UC minister wants more balance on Mideast

Rev. Andrew Love is pastor at the Grace St. Andews United Church in Arnprior, Ont.

By speaking out against a United Church working group’s recommendations on Israel, Rev. Andrew Love said he was hoping to swing the church back toward a more balanced and “positive” approach to the Mideast conflict.

The situation in the Middle East is complex, and taking sides only causes friction with the Jewish community, he said.

 “I’m concerned that in the name of being in solidarity with the Palestinian people we may be undermining our relationship with the Jewish community,” said Rev. Love, pastor at the Grace St. Andrews United Church in Arnprior Ont., west of Ottawa.

Rev. Love was reacting to a recent report by a church committee that called for a boycott of products from Israeli settlements. The group’s document, which will be debated at the church’s General Council in August, also declared that the deepest meaning of the Holocaust was the loss of dignity for Jews – a statement quickly followed by one saying Palestinians also suffer a loss of dignity under Israeli occupation. The document conditionally rejected the use of the term “apartheid” to describe Israel, but left open the possibility it could be applied if circumstances changed.

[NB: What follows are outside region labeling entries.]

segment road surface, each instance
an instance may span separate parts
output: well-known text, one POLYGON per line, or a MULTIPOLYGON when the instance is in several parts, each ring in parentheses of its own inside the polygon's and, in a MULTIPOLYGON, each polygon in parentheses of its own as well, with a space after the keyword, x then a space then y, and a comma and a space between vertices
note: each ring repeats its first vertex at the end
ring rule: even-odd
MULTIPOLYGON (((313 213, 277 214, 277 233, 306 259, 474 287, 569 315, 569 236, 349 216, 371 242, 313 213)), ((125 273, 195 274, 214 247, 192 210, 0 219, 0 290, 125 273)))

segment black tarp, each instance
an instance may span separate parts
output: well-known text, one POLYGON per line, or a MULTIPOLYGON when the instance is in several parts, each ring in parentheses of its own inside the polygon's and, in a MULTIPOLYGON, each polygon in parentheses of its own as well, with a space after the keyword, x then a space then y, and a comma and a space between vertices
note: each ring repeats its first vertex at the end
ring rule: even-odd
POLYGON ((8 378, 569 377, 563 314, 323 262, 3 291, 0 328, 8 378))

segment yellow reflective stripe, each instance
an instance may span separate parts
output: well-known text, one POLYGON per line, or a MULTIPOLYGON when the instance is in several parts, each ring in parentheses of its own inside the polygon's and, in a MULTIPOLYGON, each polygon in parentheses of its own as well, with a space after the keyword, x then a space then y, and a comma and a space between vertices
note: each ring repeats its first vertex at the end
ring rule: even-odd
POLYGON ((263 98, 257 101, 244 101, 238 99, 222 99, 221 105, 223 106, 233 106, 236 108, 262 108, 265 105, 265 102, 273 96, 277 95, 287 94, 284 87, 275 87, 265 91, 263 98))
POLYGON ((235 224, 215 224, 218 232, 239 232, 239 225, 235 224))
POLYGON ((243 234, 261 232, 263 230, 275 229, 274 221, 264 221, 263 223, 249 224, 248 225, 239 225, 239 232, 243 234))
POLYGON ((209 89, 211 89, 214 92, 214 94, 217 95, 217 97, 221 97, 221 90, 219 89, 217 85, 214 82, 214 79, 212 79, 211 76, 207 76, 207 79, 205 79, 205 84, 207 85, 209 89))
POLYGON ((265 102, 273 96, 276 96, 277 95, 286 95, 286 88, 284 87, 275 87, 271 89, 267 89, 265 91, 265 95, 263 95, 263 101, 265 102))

“The heart of the issue for me is that I’m concerned the church is eroding the commitment it made in 2003 to strengthen ties to the Jewish community,” Rev. Love said, referring to a document adopted that year by the General Council, Bearing Faithful Witness.

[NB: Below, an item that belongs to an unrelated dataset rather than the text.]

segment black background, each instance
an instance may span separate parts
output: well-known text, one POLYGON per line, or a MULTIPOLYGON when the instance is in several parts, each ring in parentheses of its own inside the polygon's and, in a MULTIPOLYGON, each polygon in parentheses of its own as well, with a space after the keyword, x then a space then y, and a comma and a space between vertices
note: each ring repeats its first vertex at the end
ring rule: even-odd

Rev. Love said the church should focus on positive ways of bringing Israelis and Palestinians together and not take positions on complex political issues.

He recently launched a website, faithfulwitness.ca, “to gather support from other people concerned about the United Church’s drift away from the commitment it made in 2003 to strengthen its ties to the Jewish community.”

The site urges others to “join me in calling on the General Council to adopt a more balanced policy. To borrow words from rabbis-letter.org, the Working Group report ‘shamefully paints Israel as a pariah nation’ that is solely responsible for the violence and conflict with the Palestinians. The authors of the report never hold Palestinians or surrounding Arab nations to moral accountability’,” the website states.

Rev. Love, who’s been associated with seven churches since being ordained in 2009, believes that “the views reflected in the working group report do not line up with [churchgoers’] views. The average person in the pews is just like me in the sense of looking for more balance and a less one-sided judgment, in this case, a judgment against the State of Israel.

“They feel we should come with more humility and play a more positive role and a less divisive role.”

Rev. Love said he “reluctantly came to the conclusion that there’s a radical agenda working here, and the folks behind that agenda are better at influencing policy than I am.”

Rev. Love said he does not plan to attend the General Council. “I’m not planning any kind of organized effort. I’m just trying to lift up the voice that was behind the 2003 effort to the Jewish community.”

He said that since he voiced his opinions in a National Post article, he’s received 16 calls from Jews who thanked him for his position.

“I didn’t anticipate that, but what it tells me is that it speaks to the real feeling of isolation in part of the Jewish community in Canada, that they’re not hearing from the Christian community support, understanding and sensitivity.